Gradient Boosting is a method for ensemble learning that involves training multiple models in a sequential manner, where each model tries to correct the mistakes of the previous model. The method uses gradient descent to minimize the loss function, this method is commonly used with decision trees and it can be used with any type of base classifier. Gradient Boosting is a powerful method that can achieve state-of-the-art performance in many machine learning tasks.

Explain XGBoost method in ensemble learning?

XGBoost (Extreme Gradient Boosting) is a specific implementation of the Gradient Boosting method that uses a more efficient tree-based model and a number of techniques to speed up the training process and reduce overfitting. XGBoost is commonly used in machine learning competitions and it's one of the most popular libraries used for gradient boosting. It's used for classification and regression problems.

What is group_size in context of Quantization?

Group size is a parameter used in the quantization process that determines the number of weights or activations (imagine weights in a row of matrix) that are quantized together. A smaller group size can lead to better quantization accuracy, but it can also increase the memory and computational requirements of the model. Group size is an important hyperparameter that needs to be tuned to achieve the best trade-off between accuracy and efficiency. Note, the default groupsize for a GPTQ is 1024. Refer this interesting Reddit discussion

What is EMA (Exponential Moving Average) in context of deep learning?

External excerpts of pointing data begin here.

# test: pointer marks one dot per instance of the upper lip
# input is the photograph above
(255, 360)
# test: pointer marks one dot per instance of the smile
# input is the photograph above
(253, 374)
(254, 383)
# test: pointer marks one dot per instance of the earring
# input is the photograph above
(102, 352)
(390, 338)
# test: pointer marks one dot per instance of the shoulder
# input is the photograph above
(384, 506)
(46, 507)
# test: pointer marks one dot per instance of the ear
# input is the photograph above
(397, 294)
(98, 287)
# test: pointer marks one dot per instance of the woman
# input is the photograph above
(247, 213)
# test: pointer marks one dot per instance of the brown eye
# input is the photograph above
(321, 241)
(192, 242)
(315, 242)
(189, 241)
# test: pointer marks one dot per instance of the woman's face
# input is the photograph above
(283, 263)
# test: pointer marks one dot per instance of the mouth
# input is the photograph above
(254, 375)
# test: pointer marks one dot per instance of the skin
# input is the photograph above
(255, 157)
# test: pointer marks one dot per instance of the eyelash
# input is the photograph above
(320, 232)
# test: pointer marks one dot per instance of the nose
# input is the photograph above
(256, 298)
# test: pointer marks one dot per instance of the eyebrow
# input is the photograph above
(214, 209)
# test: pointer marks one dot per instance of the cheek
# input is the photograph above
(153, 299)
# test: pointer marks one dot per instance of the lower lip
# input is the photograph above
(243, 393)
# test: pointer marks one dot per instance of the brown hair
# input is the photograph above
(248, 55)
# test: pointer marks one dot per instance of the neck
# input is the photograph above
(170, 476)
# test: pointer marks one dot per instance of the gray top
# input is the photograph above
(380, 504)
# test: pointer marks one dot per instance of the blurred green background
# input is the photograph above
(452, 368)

EMA is a technique used in deep learning to stabilize the training process and improve the generalization performance of the model. It works by maintaining a moving average of the model's parameters during training, which helps to smooth out the noise in the gradients and prevent the model from overfitting to the training data. Usually during training, the model's parameters are updated using the gradients of the loss function, but the EMA parameters are updated using a weighted average of the current parameters and the previous EMA parameters, as shown below:

\[ \text{ema_param} = \text{ema_param} * \text{decay} + \text{param} * (1 - \text{decay}) \]

One more advantage of EMA model is that it can be used to resume the training. Some models provide both the model parameters and EMA parameters.

What is Bradley-Terry model? And how is it used in machine learning?

Bradley-Terry model is a probability model that can be used to model the outcome of a pairwise comparison between two items. It is commonly used in sports analytics to rank teams or players based on their performance in head-to-head matches. Refer: Wikipedia

In case of ML, the model is a popular choice for modeling human preferences in the context of training language models. It stipulates that the probability of a human preferring one completion over another can be expressed as a ratio of exponentials of the latent reward associated with each completion. Specifically, the human preference distribution

\[ p^*(y_1 \succ y_2 | x) = \frac{exp(r^*(x, y_1))}{exp(r^*(x, y_1)) + exp(r^*(x, y_2))} \]

This model is commonly used to capture human preferences to provide a framework for understanding and incorporating human feedback into the training of language models.